And in further part it is blindness to the idea that implementing unfamiliar law on a "new frontier" takes time – especially so with folk unfamiliar with, and sometime even hostile to, the very idea of a “rule of law.” It takes time, a gradual process – and even though the Colonial Office themselves understood this pretty clearly, Fletcher seems unable to see even the plain words in which they so often state them. Instead, he claims that what they promised was a permanent and ongoing state of tribal self-governance. This is not supported even by his own evidence. 

That said, if there is a right to permanent self-government in the Treaty, then it is that of which John Locke spoke: which is the individual right to govern oneself free of let or hindrance by others – this self-governance being the source of all freedom. In libertarian terms, all one requires from a legal authority for this self-governance to function is to be protected in one’s genuine rights, for coercion to be outlawed and to be otherwise left alone by that authority. Thereafter, all human interaction becomes voluntary,

Would that this were the meaning one could draw from either Treaty, or Tiriti. Or from today’s lawmakers.

THE END

DOWNLOAD THE COMPLETE REVIEW HERE [PDF], or head to ...

=> PART ONE, the Introduction to the series
=> PART TWOErrors and Omissions
=> PART THREEGetting Slippery With It
=> PART FIVEGetting Rights Right


POSTSCRIPT 1: Rangatiratanga as Liberty

It might surprise you to know, since so much hangs upon it, that the term “tino rangatiratanga” is “a missionary neologism”—one of many. [8] Its root word is ‘rangatira,’ which was of course an original te reo word meaning ‘chief.’ This new word coined by Williams then stresses the power, authority, and agency of the chief.
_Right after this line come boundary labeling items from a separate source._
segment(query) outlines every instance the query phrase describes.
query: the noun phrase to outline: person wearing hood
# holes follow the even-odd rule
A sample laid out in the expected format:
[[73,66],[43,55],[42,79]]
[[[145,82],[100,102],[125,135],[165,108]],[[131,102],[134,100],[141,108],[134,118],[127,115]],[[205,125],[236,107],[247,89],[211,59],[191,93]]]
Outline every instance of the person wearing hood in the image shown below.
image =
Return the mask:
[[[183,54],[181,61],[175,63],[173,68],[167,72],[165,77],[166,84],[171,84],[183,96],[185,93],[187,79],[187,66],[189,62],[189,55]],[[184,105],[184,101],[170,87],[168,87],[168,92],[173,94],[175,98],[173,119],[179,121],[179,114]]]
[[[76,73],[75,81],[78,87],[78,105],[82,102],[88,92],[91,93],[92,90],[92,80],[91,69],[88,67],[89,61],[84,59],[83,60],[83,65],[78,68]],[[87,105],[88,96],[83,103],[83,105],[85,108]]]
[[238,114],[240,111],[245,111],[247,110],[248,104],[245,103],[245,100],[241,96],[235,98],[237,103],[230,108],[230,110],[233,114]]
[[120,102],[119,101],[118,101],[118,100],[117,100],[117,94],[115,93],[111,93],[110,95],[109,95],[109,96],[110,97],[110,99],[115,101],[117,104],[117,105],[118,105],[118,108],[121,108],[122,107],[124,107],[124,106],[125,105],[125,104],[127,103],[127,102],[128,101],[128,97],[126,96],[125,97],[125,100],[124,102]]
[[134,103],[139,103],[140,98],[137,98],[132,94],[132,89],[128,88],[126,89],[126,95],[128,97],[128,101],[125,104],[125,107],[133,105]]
Ewen McQueen makes a fascinating argument that while rangatiratanga can mean many things, including ownership [see Postscript 2], there is a sense that it also means liberty – and in the same way referred to above in my conclusion. That sense comes from the New Testament, which is where most Māori would have encountered this new word 

By 1840 here reading “had come to stay.” [9] Before 1830, missionaries were prized most for bringing bullets. [10] But from 1830 on, they were prized more for bringing books. “Between 1835 and 1839 almost everybody, young and old, wanted to read and write their own language. Many self-appointed teachers began village schools [11] and all over the Island Māoris learned to read and write. For a time, their enthusiasm seemed limitless.” [12]

It had already extended into transforming Māori into a written language – as it had to if missionaries were to distribute Bibles. Because the book about which they quickly became most enthusiastic was the New Testament.

“The Māori New Testament, Te Kawenata Hou, had been first printed in full in 1837 [writes McQueen [13]]. It quickly became a highly prized possession among Māori. Tens of thousands of copies were printed, circulated and read. [14] As Claudia Orange acknowledges, many Māori were familiar with biblical texts and the nuances of meaning, which they debated exhaustively…. “Te Kawenata Hou … provided another cue for … Māori understanding of the Treaty.

This missionary neologism “rangatiratanga” was used in several ways by translators. As historian Paul Moon notes, “[t]he relevant portion of the Māori Lord’s Prayer reads: ‘…kia tai mai tou rangatiratanga’—‘…thy kingdom come’.” [15]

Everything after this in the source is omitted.